In classic Trek, Captain Kirk is unlikely to try to escape from a villain that has him under the gun and fail to do so. Sometimes he tries and succeeds. Other times he doesn't try at all, being led around by goons, defeated. (It's incongruous when this happens because we've all seen him get out from under the gun at other times.) How would this dichotomy translate into RPGs?

[This question is tangentially related to the recent issue of whether action movies, or other media in general, are good models for RPG mechanics.]

Most roleplaying games follow a simulationist model for determining whether a PC can get the better of a villain holding a gun on them. The player decides that the PC will go for it, and only then do the dice roll. Star Trek does not look like that. The Star Trek model would go something like this:

Player: I try to take out the guy who's holding the phaser on me.

GM: Roll for it.

Player: [rolls & fails]

GM: He's too alert. You know that if you tried it you'd almost certainly get disintegrated.

Player: Dang. OK, I go through the door like he's telling me to.

The player has tried to get the PC out from under the gun, but the PC hasn't actually tried (just like Kirk doesn't try—he either does it or doesn't do it).

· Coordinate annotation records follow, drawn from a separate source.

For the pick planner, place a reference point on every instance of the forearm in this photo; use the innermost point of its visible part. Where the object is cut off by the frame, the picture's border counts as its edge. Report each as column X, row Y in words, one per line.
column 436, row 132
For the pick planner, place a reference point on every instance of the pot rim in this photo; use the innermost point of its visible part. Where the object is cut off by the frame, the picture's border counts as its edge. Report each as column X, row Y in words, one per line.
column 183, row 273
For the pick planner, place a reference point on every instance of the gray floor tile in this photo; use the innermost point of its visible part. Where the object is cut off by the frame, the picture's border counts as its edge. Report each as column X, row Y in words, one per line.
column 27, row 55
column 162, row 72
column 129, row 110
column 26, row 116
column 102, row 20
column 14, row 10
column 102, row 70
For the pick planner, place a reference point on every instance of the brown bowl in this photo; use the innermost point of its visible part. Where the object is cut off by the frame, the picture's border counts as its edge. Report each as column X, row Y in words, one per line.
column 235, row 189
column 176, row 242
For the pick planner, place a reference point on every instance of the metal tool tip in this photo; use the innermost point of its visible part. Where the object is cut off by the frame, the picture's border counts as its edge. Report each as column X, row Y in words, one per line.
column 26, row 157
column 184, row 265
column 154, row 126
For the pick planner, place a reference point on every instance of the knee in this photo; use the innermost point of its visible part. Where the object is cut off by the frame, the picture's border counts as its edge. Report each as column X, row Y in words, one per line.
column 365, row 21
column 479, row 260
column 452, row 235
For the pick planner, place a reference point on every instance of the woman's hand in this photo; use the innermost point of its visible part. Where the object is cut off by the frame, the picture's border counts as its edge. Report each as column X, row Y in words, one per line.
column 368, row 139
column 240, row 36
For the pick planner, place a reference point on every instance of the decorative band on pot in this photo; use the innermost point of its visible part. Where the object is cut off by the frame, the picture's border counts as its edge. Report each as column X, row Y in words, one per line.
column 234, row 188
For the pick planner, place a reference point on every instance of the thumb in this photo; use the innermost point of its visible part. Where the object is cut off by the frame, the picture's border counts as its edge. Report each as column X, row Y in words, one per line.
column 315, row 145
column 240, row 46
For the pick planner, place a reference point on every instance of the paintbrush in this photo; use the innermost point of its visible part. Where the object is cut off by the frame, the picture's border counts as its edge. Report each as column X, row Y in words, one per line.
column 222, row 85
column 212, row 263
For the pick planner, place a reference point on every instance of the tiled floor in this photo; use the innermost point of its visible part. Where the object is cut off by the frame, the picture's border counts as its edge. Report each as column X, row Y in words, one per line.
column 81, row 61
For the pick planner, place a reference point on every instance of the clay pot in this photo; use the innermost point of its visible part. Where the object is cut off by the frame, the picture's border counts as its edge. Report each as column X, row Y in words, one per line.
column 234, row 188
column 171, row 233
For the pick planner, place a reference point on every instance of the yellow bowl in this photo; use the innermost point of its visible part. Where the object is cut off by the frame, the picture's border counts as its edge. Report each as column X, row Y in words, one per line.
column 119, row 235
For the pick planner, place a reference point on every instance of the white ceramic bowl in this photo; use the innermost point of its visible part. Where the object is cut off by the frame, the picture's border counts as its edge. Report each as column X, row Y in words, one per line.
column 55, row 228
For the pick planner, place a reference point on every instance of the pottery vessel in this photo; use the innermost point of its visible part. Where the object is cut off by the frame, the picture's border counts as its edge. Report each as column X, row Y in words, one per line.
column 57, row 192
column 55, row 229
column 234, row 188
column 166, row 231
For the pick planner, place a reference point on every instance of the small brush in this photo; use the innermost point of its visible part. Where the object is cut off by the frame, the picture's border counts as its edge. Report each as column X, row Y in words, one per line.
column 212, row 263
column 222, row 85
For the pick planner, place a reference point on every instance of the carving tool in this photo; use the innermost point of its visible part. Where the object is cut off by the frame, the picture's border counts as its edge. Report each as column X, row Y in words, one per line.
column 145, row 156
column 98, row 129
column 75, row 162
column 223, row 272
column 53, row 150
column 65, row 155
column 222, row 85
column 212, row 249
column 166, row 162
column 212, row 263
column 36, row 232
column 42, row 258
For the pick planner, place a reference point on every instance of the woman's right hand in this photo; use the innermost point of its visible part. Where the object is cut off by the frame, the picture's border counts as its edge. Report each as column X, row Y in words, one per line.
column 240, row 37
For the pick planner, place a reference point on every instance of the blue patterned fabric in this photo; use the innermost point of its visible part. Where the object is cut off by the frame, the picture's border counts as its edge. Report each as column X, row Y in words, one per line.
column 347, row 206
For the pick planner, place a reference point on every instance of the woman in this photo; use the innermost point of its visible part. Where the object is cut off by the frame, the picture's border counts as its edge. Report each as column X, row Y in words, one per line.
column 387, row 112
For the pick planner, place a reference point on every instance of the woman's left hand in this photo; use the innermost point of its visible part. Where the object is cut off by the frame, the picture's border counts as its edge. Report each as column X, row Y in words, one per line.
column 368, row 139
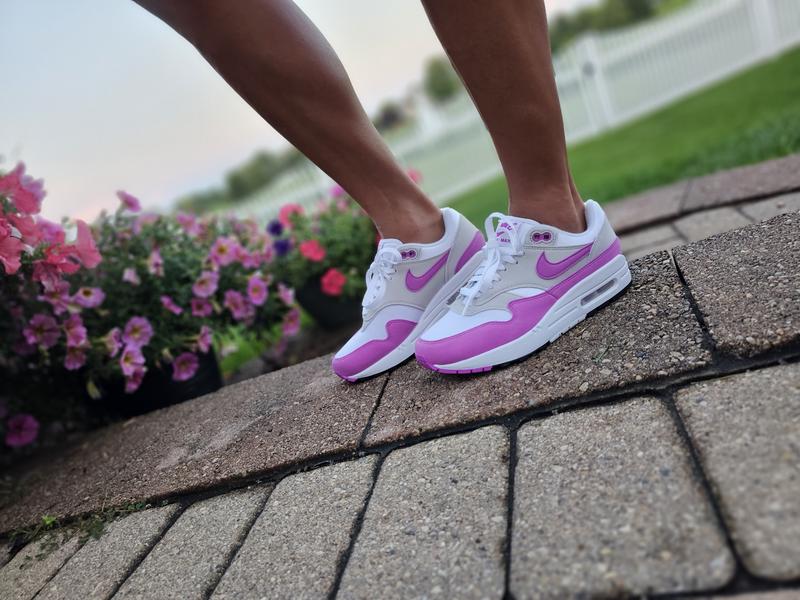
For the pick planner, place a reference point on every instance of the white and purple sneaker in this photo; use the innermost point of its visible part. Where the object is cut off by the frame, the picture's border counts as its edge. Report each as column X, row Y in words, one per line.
column 534, row 283
column 408, row 286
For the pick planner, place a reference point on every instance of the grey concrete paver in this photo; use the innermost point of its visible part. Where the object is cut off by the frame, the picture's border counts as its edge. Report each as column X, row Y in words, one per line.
column 761, row 210
column 747, row 285
column 436, row 523
column 244, row 430
column 701, row 225
column 647, row 333
column 647, row 207
column 750, row 181
column 193, row 554
column 102, row 564
column 606, row 504
column 294, row 547
column 647, row 237
column 747, row 430
column 34, row 565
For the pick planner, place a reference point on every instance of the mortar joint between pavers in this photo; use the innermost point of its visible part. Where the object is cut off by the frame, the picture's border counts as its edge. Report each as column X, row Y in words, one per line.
column 344, row 558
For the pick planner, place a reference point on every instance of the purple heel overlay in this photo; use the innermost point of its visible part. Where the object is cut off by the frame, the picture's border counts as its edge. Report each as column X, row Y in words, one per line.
column 359, row 359
column 474, row 246
column 525, row 315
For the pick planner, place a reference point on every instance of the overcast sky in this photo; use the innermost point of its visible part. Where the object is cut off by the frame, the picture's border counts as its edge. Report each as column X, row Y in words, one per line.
column 98, row 95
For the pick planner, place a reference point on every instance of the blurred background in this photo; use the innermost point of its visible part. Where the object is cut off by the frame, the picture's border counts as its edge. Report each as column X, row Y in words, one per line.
column 99, row 95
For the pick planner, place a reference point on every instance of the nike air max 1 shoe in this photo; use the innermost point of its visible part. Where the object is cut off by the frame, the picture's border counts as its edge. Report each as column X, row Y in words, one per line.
column 534, row 283
column 408, row 286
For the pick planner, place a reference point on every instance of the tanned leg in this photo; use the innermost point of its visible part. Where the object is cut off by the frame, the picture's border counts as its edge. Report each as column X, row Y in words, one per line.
column 280, row 63
column 502, row 53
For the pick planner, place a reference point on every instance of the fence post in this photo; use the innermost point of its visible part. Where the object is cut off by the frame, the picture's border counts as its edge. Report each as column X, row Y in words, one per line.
column 764, row 17
column 593, row 78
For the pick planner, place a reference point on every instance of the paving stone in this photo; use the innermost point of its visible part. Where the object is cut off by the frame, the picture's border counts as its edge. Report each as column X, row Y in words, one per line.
column 647, row 207
column 606, row 504
column 647, row 237
column 294, row 547
column 746, row 284
column 35, row 564
column 772, row 207
column 668, row 244
column 648, row 333
column 244, row 430
column 193, row 554
column 746, row 428
column 701, row 225
column 102, row 564
column 436, row 523
column 752, row 181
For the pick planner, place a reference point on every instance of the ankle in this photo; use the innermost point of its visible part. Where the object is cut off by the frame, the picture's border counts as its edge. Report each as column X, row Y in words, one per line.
column 422, row 227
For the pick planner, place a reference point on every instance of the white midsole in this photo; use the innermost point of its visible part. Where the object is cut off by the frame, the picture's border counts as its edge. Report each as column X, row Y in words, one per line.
column 435, row 309
column 572, row 308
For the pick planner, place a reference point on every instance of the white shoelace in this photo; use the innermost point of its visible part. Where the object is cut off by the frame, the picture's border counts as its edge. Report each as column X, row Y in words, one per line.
column 380, row 271
column 497, row 256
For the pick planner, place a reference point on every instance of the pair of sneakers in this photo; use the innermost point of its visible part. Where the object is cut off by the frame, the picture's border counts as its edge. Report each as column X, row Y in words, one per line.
column 464, row 304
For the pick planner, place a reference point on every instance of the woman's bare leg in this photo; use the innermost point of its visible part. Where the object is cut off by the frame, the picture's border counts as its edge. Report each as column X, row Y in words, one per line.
column 278, row 61
column 502, row 52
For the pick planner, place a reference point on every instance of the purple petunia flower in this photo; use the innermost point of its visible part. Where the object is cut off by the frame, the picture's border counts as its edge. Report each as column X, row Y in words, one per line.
column 282, row 246
column 138, row 332
column 184, row 366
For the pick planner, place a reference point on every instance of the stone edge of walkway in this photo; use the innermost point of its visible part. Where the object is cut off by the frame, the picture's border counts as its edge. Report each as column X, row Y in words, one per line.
column 729, row 186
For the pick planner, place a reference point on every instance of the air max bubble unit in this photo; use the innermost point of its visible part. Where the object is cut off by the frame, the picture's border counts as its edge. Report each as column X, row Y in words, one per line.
column 534, row 283
column 408, row 286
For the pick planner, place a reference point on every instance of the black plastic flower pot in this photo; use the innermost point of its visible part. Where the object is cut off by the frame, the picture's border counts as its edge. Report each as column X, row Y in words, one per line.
column 329, row 312
column 159, row 390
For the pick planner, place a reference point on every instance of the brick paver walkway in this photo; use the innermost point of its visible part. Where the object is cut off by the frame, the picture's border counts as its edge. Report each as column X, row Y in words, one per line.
column 653, row 450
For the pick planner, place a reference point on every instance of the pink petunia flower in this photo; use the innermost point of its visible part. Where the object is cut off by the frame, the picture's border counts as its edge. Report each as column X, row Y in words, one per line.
column 50, row 232
column 113, row 341
column 131, row 359
column 285, row 293
column 75, row 359
column 129, row 201
column 257, row 290
column 204, row 339
column 28, row 230
column 129, row 275
column 85, row 246
column 138, row 332
column 184, row 366
column 25, row 192
column 11, row 248
column 134, row 380
column 240, row 308
column 201, row 307
column 75, row 332
column 291, row 322
column 332, row 282
column 155, row 264
column 206, row 284
column 312, row 250
column 170, row 305
column 21, row 430
column 223, row 251
column 286, row 212
column 89, row 297
column 42, row 330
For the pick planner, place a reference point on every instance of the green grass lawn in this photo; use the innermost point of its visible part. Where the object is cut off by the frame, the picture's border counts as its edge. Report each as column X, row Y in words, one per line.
column 751, row 117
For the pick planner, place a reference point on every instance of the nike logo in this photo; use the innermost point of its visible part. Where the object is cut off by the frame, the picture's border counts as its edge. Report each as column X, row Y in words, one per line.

Now if the player's roll had succeeded, the PC would have taken out the villain with the phaser. Maybe if the player has failed badly, then the PC would have tried to take out the guy with the phaser and gotten beaten into unconsciousness, or maybe disintegrated. The less Kirk-like the PC is, the worse you can do to them with a bad roll.

Why would one want to use such a system? It would be to make the PC's more Kirk-like. That is, there's something base and demeaning about trying to do something and failing (especially trying to get the better of some mook and failing). Of course, whether Kirk takes out his captors or gets led meekly around depends on the needs of the plot, not dice rolls. But at least a system like this would let you look like Kirk while still using the roleplaying convention of dicing for success.

I'm not saying that having Kirk-like PCs is a good thing, or that I want to play that way. I'm just exploring how you'd handle Kirkliness in an RPG.